Peki zina yasalarımızda bir suç mu?

Hayır.
Zinayı yasalarımızda suç olmaktan çıkaran siyasi irade kim peki?

Erdoğan ve partisi AKP.

Sayın Başbakan “Yahu bu toplum ahlakî değerlerinden bu kadar yoksun mu? Midesi bu kadar geniş mi?" Diye sorarak aslında toplumsal hafızamızı hiçe sayıyor.

Baykal’a ahlak zabıtası pozları takınarak höykünen ve Türk toplumunun hafızasını yoka sayan Başbakan’a 2004 yılında yaşanan ve kendisinin hatırlamadığı ama büyük bir siyasi krize dönüşen zina tartışmalarını hatırlatalım. 


2004 yılında yeni ceza yasası tartışması yaşanıyor ve bu yasa da zina- evlilik dışı ilişkilerin hapisle cezalandırılması AKP tarafından öngörülüyordu.
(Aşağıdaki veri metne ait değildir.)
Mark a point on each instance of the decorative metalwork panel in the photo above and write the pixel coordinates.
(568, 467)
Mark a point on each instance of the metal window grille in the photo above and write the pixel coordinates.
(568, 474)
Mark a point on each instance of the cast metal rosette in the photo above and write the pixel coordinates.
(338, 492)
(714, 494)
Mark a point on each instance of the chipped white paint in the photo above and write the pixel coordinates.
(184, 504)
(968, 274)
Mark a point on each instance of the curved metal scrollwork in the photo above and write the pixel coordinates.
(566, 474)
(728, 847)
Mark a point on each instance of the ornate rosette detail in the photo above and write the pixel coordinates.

AB- Türkiye Karma Komisyonu Başkanı Hollandalı Joost Lagendjik zina sorununun çözülmesi için Türkiye’yi resmen uyarıyor ve evlilik dışı ilişkinin hapisle cezalandırılacağı bir Türkiye’nin Avrupa’da yer bulması imkânsız diyordu.

Başbakan Erdoğan’ın tavrı aynı bugünkü gibi son derece sertti ve Lagendjik’e verdiği cevapta o sert tavrı içinde barındırıyordu.
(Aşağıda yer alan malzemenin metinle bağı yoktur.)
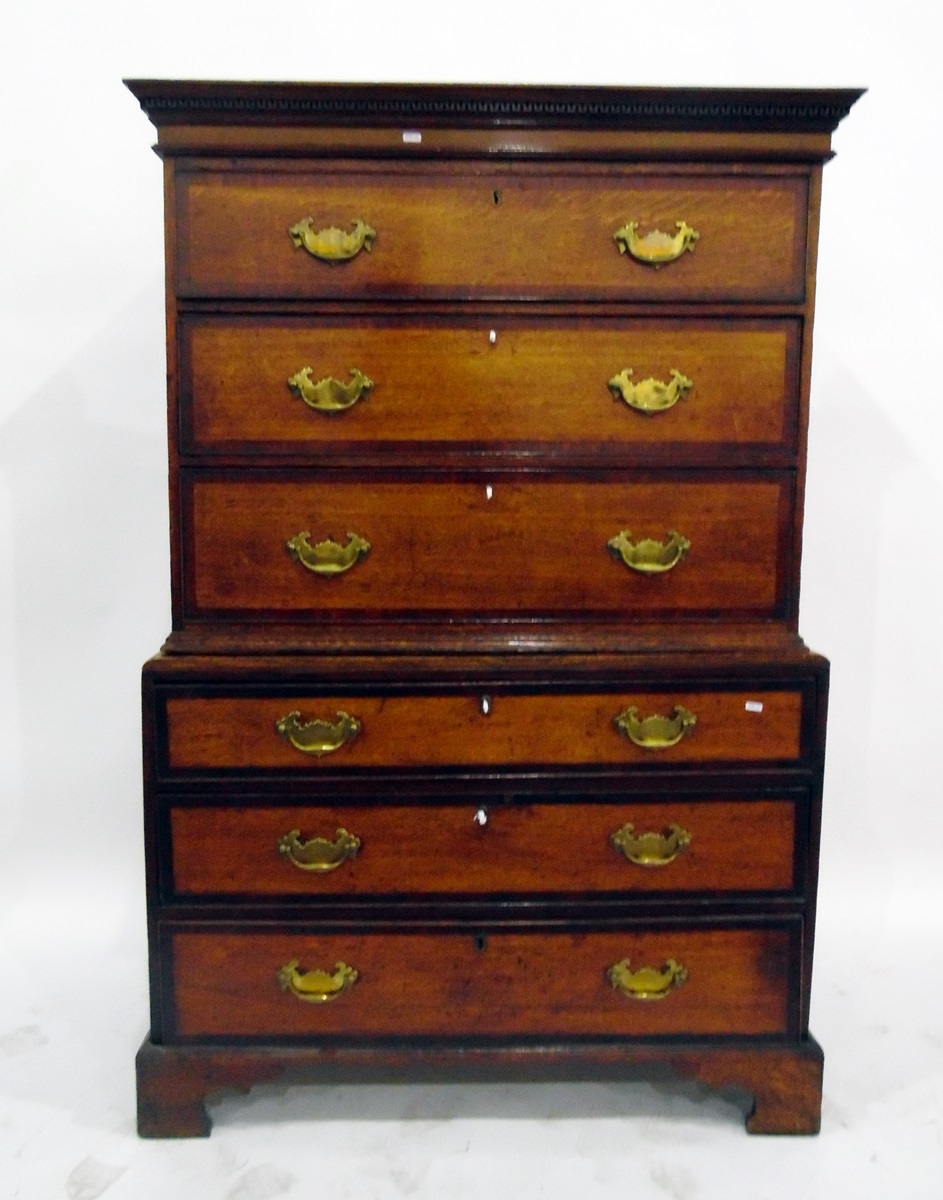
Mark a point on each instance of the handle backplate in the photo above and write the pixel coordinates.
(318, 855)
(328, 558)
(316, 987)
(318, 737)
(329, 395)
(655, 732)
(655, 247)
(649, 396)
(647, 983)
(332, 245)
(650, 849)
(649, 557)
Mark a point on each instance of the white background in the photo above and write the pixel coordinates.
(84, 600)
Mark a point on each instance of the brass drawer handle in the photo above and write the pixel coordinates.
(649, 395)
(649, 557)
(328, 557)
(650, 849)
(332, 245)
(655, 732)
(318, 853)
(318, 737)
(316, 987)
(329, 395)
(647, 983)
(655, 247)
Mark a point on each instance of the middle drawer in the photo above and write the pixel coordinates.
(482, 847)
(301, 546)
(299, 385)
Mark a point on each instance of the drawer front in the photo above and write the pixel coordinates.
(486, 549)
(482, 233)
(493, 381)
(223, 733)
(737, 982)
(647, 849)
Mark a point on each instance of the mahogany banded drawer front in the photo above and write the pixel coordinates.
(664, 982)
(485, 233)
(307, 545)
(484, 847)
(318, 733)
(292, 385)
(485, 738)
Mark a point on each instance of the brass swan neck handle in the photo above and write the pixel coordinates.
(319, 855)
(655, 732)
(318, 737)
(329, 395)
(655, 247)
(328, 558)
(316, 987)
(649, 396)
(647, 983)
(332, 245)
(649, 557)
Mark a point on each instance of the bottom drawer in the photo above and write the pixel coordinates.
(658, 982)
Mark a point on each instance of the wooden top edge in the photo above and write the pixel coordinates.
(686, 109)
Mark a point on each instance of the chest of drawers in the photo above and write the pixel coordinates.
(484, 744)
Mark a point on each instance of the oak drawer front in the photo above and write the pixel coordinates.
(485, 549)
(484, 233)
(649, 849)
(253, 984)
(223, 733)
(293, 384)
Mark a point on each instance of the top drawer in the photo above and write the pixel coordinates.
(481, 233)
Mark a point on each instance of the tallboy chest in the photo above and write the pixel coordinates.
(484, 725)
Biz Türkiye’yiz. Biz Türküz. Kendi kararımızı kendimiz vereceğiz. İç işlerimize karışmasınlar.

Fakat Baykal’ı istifaya götüren zina meselesi AB yetkilileri tarafından merkezi bir yaklaşım olarak değerlendiriliyor, Avrupa değerlerinin tartışılamayacağı Türkiye’ye resmen dayatılarak üyelik müzakerelerinin zinanın suç sayılması halinde sürdürülemeyeceği ilan ediliyordu.

Tayyip Erdoğan bu gergin havada Brüksel’e uçtu.
Erdoğan ve AB yetkilileri arasındaki görüşmeleri ve çıkan sonucu 23 Eylül 2004 akşamı BBC Türkçe şu başlıkla dünyaya duyurdu; Erdoğan Brüksel’de çark etti. Yeni TCK’da zina suç değil.
Dönüşte, "biz Türk’üz. Biz Türkiye’yiz AB iç işlerimize karışamaz" efelenmesinde bulunan Erdoğan, Türkiye’nin gözünün içine baka baka yeni TCK’da zinanın suç sayılamayacağını ve yeni TCK’nın en kısa sürede TBMM’de onaylanmasını umduğunu söyledi.
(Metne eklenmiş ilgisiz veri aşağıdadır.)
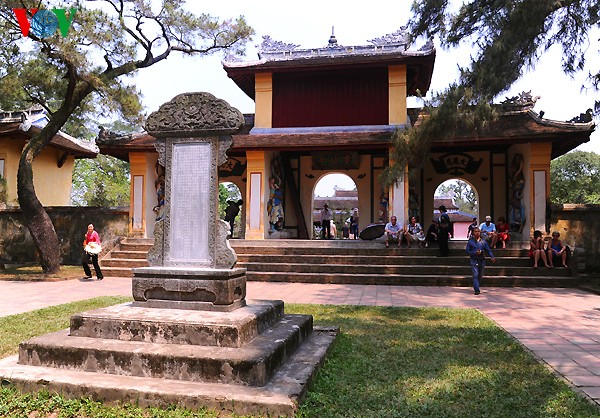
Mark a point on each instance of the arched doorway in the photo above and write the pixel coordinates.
(461, 200)
(340, 193)
(230, 208)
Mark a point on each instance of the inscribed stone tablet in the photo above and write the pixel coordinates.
(190, 200)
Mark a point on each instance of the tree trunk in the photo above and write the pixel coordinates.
(37, 220)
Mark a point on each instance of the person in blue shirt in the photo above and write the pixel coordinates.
(477, 249)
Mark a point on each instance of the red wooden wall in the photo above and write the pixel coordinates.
(333, 98)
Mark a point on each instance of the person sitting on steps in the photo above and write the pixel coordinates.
(557, 249)
(393, 232)
(414, 233)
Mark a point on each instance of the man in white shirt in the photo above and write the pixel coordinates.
(488, 231)
(326, 217)
(393, 232)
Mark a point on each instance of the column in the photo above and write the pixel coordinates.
(255, 194)
(398, 114)
(263, 99)
(539, 174)
(137, 208)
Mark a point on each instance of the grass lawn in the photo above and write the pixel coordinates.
(35, 273)
(386, 362)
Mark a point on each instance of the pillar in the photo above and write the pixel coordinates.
(539, 175)
(398, 114)
(255, 194)
(263, 99)
(137, 208)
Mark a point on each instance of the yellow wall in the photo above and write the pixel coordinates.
(137, 167)
(397, 95)
(263, 99)
(52, 184)
(363, 186)
(256, 166)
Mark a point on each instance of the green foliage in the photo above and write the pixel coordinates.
(85, 72)
(575, 178)
(83, 76)
(430, 362)
(3, 190)
(445, 116)
(17, 328)
(508, 36)
(386, 362)
(103, 181)
(464, 195)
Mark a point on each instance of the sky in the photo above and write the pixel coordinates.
(309, 23)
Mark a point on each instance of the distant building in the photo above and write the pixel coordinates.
(335, 109)
(52, 169)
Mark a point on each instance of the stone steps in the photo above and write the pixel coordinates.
(364, 262)
(369, 262)
(412, 280)
(374, 260)
(129, 254)
(252, 364)
(255, 360)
Evet, gazetecilere yaptığı açıklamada toplum ahlaki değerlerinden yoksun mu? 
Midesi bu kadar mı geniş sorusunu soran Başbakan Erdoğan’a biz de şu soruyu yöneltmek istiyoruz;

Zina Türk ahlak değerlerinde bir kabahat, yasalarda bir suç mudur?

Suç ve kabahatse zinayı suç olmaktan kim çıkardı ve meşrulaştırdı?

Zina, Başbakan’a ve genel ahlak kurallarına göre midesi geniş toplumların kabul edebileceği bir şeyse Türk toplumunun midesi geniş değil, tamam da zinayı kaldıran hükümetin ve partinin midesi geniş mi?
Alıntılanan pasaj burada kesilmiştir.